I chuck the bag onto the passenger seat and step back to the soggy one, the incoherent one caught in our very own headlights. It looks like an apoplectic fit because now he is wet from the contact with the ground. Whatever it was, it is now ten times worse, a clash of tactile defensiveness and whatever it is, that I don’t know, for the moment. I won’t know ‘it’ for a few moments more, because he cannot tell me, because he has no words.

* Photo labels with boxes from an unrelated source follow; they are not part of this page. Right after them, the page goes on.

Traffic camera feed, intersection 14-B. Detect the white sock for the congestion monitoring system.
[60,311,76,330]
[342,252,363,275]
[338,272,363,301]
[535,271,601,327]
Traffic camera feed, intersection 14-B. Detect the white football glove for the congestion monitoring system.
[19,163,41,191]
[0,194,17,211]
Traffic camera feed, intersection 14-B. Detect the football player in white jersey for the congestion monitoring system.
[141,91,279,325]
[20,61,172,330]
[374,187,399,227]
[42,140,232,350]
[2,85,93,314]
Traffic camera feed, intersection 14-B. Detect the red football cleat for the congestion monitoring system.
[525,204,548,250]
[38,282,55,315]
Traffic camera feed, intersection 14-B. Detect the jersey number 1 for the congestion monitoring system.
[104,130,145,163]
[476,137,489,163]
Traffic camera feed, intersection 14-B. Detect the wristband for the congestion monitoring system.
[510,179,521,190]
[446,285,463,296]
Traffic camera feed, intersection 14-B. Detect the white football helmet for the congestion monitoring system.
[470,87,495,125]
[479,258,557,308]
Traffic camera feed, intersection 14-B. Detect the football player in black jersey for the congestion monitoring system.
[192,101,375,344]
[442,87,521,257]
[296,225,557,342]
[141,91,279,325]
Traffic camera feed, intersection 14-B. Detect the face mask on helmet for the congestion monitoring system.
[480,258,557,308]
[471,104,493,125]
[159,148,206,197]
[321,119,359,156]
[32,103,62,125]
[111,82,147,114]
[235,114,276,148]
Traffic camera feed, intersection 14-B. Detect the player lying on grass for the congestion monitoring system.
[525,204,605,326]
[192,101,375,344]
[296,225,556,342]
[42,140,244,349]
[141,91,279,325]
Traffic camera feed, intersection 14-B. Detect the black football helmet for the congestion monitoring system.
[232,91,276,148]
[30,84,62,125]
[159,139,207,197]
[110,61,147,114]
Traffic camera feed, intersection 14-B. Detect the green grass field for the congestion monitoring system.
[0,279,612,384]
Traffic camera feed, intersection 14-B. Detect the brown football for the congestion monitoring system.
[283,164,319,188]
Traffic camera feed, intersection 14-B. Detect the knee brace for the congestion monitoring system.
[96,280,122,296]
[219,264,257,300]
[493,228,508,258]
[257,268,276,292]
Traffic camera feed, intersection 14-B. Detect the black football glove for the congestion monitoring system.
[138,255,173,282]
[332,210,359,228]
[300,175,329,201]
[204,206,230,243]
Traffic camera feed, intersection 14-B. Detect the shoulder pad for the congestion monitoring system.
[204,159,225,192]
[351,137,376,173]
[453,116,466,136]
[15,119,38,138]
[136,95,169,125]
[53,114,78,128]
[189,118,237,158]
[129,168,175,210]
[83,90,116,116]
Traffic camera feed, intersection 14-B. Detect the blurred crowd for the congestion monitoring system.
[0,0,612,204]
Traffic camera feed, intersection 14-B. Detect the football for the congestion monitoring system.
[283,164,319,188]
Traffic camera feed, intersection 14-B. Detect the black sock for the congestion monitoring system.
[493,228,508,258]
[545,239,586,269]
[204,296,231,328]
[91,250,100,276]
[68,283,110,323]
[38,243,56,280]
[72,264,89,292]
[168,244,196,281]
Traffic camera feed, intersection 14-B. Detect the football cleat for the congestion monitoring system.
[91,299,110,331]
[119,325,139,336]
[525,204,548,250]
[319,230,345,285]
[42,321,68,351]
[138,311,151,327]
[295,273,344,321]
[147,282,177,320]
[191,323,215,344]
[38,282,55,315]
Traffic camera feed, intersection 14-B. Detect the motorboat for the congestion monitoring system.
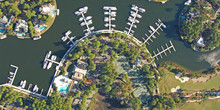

When the flailing dies down it is safe for me to intervene and scoop him up. He sits on my lap in the driver’s seat sobbing and soggy. We all wait. They wait patiently and silently in the back, as their legs kick the seats to two separate rhythms.

“Can you tell me what it is dear?” We wait a bit more, before he is able to tell us, faulteringly, “I fink you are go without me.”

But that was last night. A late night. A difficult and long night, the sort of night that tires you out.

Now, this morning, I have been in my usual holding pattern for just over four hours. We will all go to the Walkathon.

I will join them in an hour. I will stay at home for sixty minutes, in the peace and quiet with a book. If you enjoy the friendship of your other half, it is worth maintenance for a union to survive. Neither a marathon nor a sprinter be, accept enjoy the solitary.

"neither a borrower, nor a lender be"

"Neither a borrower, nor a lender be" says that it is best to not lend [money] to other people and to not borrow from other people. When we lend something we risk losing both the thing we lend and the friendship with that other person. {from Hamlet by William Shakespeare; Polonius speaking: "Neither a borrower, nor a lender be; For loan oft loses both itself and friend"} Example question: "Could you lend me twenty dollars?" Answer: "Sorry, neither a borrower nor a lender be." This says that you value the friendship and you don't want to risk hurting the friendship with a loan.